‘Tiresome name-calling’: neoliberalism and its malcontents

Dan O’Brien has an article in today’s Irish Times titled ‘Ireland ill-served as President becomes increasingly partisan and political’, in which he criticises Irish President Michael D. Higgins’s recent speech ‘Toward an ethical economy’ for its ‘tiresome name-calling of the reactionary left’, which is to say, its use of the term ‘neoliberal’. My response is below. For previous comments on Dan O’Brien’s treatment of neoliberalism, see here and here. For a note on why I write such comments, see here.

It’s a shame John Waters isn’t reading Dan O’Brien’s article online. If he were, he’d be able to click on the link to the speech supplied at the end of this piece and weigh up whether O’Brien’s ‘detailed critique’ stands up to scrutiny. Unfortunately, newsprint shows a steely indifference to mouse clicks. In his previous article on neoliberalism, in which he also described ‘neoliberal’ as a term of abuse, Dan O’Brien prescribed ‘reason and evidence’ as the triumphant antidote to those seeking to close down debate through ‘name-calling’. I would therefore recommend that the lurking mob present click on the speech itself and apply reason and evidence before drawing their own conclusions.

It is worth noting the omissions from Higgins’s ‘intellectual company’: Durkheim, Amartya Sen, Joseph Stiglitz, Adam Smith and Aristotle.
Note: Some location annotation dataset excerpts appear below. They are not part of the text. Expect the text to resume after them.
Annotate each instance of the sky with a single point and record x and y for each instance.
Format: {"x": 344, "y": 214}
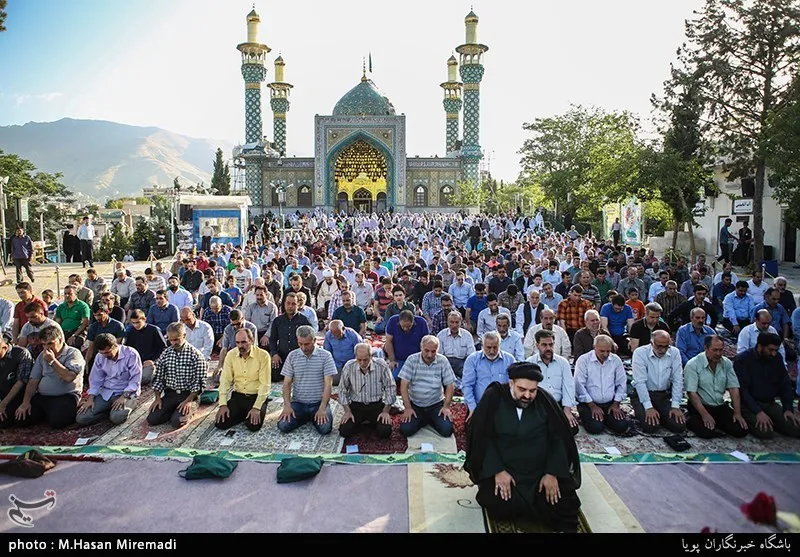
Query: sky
{"x": 174, "y": 63}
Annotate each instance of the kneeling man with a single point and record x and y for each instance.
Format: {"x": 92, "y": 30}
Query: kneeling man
{"x": 521, "y": 453}
{"x": 367, "y": 391}
{"x": 248, "y": 371}
{"x": 114, "y": 383}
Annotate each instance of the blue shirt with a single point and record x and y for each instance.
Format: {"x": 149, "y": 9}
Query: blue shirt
{"x": 617, "y": 320}
{"x": 689, "y": 342}
{"x": 477, "y": 305}
{"x": 461, "y": 294}
{"x": 343, "y": 349}
{"x": 778, "y": 313}
{"x": 480, "y": 372}
{"x": 735, "y": 308}
{"x": 406, "y": 343}
{"x": 161, "y": 318}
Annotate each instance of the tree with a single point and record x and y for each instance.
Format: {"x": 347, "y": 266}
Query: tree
{"x": 583, "y": 159}
{"x": 678, "y": 168}
{"x": 45, "y": 192}
{"x": 745, "y": 52}
{"x": 783, "y": 154}
{"x": 221, "y": 180}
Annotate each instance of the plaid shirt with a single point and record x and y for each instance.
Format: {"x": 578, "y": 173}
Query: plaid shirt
{"x": 180, "y": 370}
{"x": 572, "y": 313}
{"x": 218, "y": 321}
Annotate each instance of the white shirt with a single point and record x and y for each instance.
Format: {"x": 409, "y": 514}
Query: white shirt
{"x": 513, "y": 345}
{"x": 487, "y": 321}
{"x": 201, "y": 337}
{"x": 757, "y": 292}
{"x": 558, "y": 380}
{"x": 563, "y": 347}
{"x": 651, "y": 373}
{"x": 458, "y": 347}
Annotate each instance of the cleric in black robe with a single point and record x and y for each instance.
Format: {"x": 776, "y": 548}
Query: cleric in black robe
{"x": 521, "y": 453}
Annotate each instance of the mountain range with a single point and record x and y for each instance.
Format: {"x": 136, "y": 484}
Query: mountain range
{"x": 101, "y": 159}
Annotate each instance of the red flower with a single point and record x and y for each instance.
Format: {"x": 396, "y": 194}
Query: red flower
{"x": 761, "y": 510}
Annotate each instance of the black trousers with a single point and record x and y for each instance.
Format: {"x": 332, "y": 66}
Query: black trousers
{"x": 87, "y": 252}
{"x": 57, "y": 411}
{"x": 723, "y": 418}
{"x": 662, "y": 402}
{"x": 169, "y": 412}
{"x": 239, "y": 405}
{"x": 528, "y": 502}
{"x": 596, "y": 426}
{"x": 19, "y": 264}
{"x": 365, "y": 414}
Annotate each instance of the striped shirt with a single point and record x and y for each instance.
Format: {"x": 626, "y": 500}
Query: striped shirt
{"x": 366, "y": 388}
{"x": 308, "y": 374}
{"x": 181, "y": 370}
{"x": 426, "y": 381}
{"x": 459, "y": 346}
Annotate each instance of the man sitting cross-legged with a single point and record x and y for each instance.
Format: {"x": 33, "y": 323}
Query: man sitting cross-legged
{"x": 366, "y": 391}
{"x": 763, "y": 378}
{"x": 707, "y": 376}
{"x": 308, "y": 380}
{"x": 423, "y": 378}
{"x": 600, "y": 385}
{"x": 54, "y": 388}
{"x": 248, "y": 371}
{"x": 658, "y": 380}
{"x": 114, "y": 383}
{"x": 521, "y": 453}
{"x": 180, "y": 377}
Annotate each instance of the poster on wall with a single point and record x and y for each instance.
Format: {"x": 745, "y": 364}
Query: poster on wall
{"x": 632, "y": 223}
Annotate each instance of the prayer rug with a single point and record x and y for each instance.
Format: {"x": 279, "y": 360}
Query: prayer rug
{"x": 303, "y": 440}
{"x": 235, "y": 504}
{"x": 685, "y": 499}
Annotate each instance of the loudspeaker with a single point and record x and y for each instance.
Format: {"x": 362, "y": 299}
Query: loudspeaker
{"x": 185, "y": 213}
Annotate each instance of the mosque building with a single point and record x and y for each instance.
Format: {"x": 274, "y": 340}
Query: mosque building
{"x": 359, "y": 160}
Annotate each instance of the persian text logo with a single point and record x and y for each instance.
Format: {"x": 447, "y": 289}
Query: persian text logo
{"x": 17, "y": 513}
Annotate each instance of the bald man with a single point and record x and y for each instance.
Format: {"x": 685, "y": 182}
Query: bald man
{"x": 658, "y": 384}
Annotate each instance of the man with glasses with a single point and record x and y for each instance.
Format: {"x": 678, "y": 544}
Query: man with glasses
{"x": 114, "y": 383}
{"x": 658, "y": 384}
{"x": 180, "y": 377}
{"x": 147, "y": 340}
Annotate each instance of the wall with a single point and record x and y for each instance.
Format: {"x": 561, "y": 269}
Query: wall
{"x": 720, "y": 207}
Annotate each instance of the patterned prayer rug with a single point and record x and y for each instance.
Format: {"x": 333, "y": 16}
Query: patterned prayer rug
{"x": 303, "y": 440}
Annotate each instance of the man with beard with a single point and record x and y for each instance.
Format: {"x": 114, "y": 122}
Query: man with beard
{"x": 521, "y": 453}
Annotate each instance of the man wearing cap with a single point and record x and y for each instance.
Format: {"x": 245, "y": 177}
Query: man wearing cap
{"x": 521, "y": 453}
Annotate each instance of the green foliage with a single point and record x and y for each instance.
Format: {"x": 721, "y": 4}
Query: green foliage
{"x": 582, "y": 159}
{"x": 221, "y": 179}
{"x": 41, "y": 188}
{"x": 117, "y": 243}
{"x": 745, "y": 53}
{"x": 783, "y": 154}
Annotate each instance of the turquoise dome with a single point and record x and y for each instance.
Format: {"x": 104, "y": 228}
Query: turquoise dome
{"x": 363, "y": 99}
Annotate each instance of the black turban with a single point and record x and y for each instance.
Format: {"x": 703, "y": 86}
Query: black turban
{"x": 525, "y": 370}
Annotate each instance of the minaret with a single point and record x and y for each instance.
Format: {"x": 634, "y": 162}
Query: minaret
{"x": 253, "y": 72}
{"x": 452, "y": 104}
{"x": 279, "y": 102}
{"x": 471, "y": 74}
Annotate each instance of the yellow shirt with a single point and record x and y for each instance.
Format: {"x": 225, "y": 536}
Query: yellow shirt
{"x": 249, "y": 376}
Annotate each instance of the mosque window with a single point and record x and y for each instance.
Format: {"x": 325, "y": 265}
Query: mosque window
{"x": 446, "y": 196}
{"x": 421, "y": 196}
{"x": 304, "y": 197}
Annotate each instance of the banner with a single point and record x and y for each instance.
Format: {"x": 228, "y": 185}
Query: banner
{"x": 632, "y": 223}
None of them would fall under the category of ‘firm left-winger’ that O’Brien applies to the other individuals quoted. (None of them is Irish either, a fact that would appear to trouble Dan O’Brien).

In the speech, Higgins counsels ‘a reflection on economic issues in a way that respects the thread of discourse, even if we are to disagree’. And his speech counterposes the intellectual thought and hugely influential political project of Mises, Hayek and Milton Friedman with what other thinkers –not all of whom are left-wing, contrary to the claims made by O’Brien- have to say about the relation between economic thought and society. This is an honest intellectual exercise. However, for those consumed with the notion that how you ought to be classified is more important than the ideas you express, this is clearly anathema.

What Dan O’Brien seems anxious to deny is the idea that neoliberalism is a legitimate name for a social and historical phenomenon. As a consequence, he avoids the substance of the speech altogether and erects a straw man: Michael D Higgins is abusively slapping labels on people in pursuit of a political agenda.

I think he should take a good hard look in the mirror.